PASADENA—A Baptist pastor plans to launch a public weeklong hunger strike in front of Houston’s municipal headquarters to call for immigration reform.
Julio Barquero, pastor of Iglesia Bautista Esperanza in Pasadena, will eat no solid food and drink only water Sept. 7-13 to draw attention to the plight of undocumented workers.
Interfaith Worker Justice and other Houston-area groups have joined the call for comprehensive immigration reform and an end to workplace raids and deportations of undocumented laborers.
In particular, Barquero—a former chaplain for the League of United Latin American Citizens in Arkansas—is urging city officials not to add Houston to the list of municipalities that are using local police to enforce immigration statues.
In July, the U.S. Department of Homeland Security announced plans to expand Section 287(g) of the Immigration and Nationalization Act, the program in which the federal government authorizes local law enforcement to enforce federal immigration laws in the place of Immigration and Customs Enforcement officers.
Supporters of Section 287(g) say it has given the United States an important tool to help stem the tide of illegal immigration and restore the integrity of laws on the books.

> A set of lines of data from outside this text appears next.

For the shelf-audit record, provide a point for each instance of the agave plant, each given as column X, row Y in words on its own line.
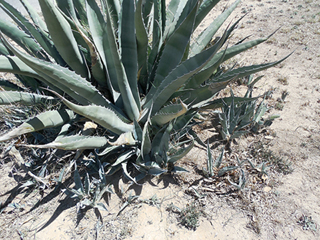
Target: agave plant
column 133, row 67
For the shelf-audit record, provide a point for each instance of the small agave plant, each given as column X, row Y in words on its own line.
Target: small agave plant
column 135, row 68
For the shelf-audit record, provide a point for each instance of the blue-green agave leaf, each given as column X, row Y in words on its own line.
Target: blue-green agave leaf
column 74, row 143
column 62, row 36
column 43, row 120
column 25, row 98
column 106, row 116
column 168, row 113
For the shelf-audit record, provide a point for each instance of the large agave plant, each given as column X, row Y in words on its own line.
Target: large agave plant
column 133, row 67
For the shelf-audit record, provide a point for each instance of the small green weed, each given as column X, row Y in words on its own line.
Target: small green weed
column 280, row 164
column 188, row 216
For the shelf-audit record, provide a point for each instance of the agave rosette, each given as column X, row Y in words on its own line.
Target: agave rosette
column 133, row 67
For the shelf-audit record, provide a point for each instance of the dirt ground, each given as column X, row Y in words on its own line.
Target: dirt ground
column 283, row 205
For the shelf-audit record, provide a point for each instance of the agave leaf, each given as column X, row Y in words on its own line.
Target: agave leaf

They note the program requires state and local law enforcement officers to receive proper training and operate under the direction of federal authorities after they voluntarily enter into assistance compacts.

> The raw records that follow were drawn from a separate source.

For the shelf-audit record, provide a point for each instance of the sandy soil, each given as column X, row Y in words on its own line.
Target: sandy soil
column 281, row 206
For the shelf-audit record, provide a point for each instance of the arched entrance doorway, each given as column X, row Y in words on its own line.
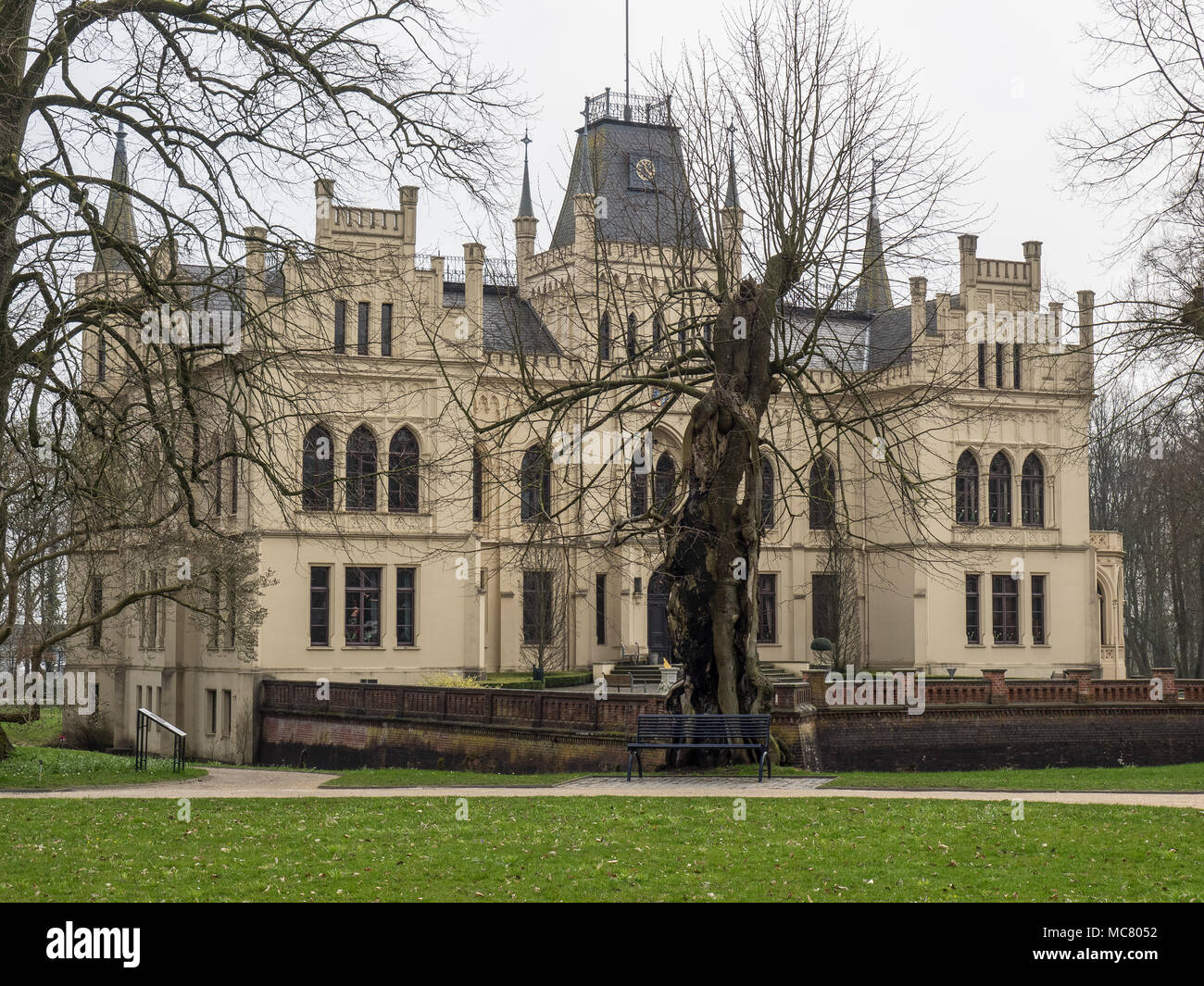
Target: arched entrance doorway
column 658, row 617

Opponents say it sometimes has been accompanied by racial profiling and has led to family separation when undocumented parents are detained or deported and their American-born children are left unattended.

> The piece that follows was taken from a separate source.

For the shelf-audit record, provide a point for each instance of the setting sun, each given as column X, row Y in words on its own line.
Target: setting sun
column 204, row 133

“The 287(g) program is very bad. It is racist discrimination against Latinos,” Barquero asserted. The immigration system in the United States needs major reforms, including a simplified system that allows Latin American workers to obtain visas to enter and remain in the country legally, he insisted.
Church leaders should speak out against social injustice—including the unjust treatment of “strangers and sojourners” in the United States, he added.
“Pastors talk about abortion. They talk about homosexuality. But they say nothing about immigration,” Barquero said. “It is time for reform. It is not a Democratic issue or a Republican issue—not an issue for one political party. It is about an immoral situation, and the church should not turn its back.”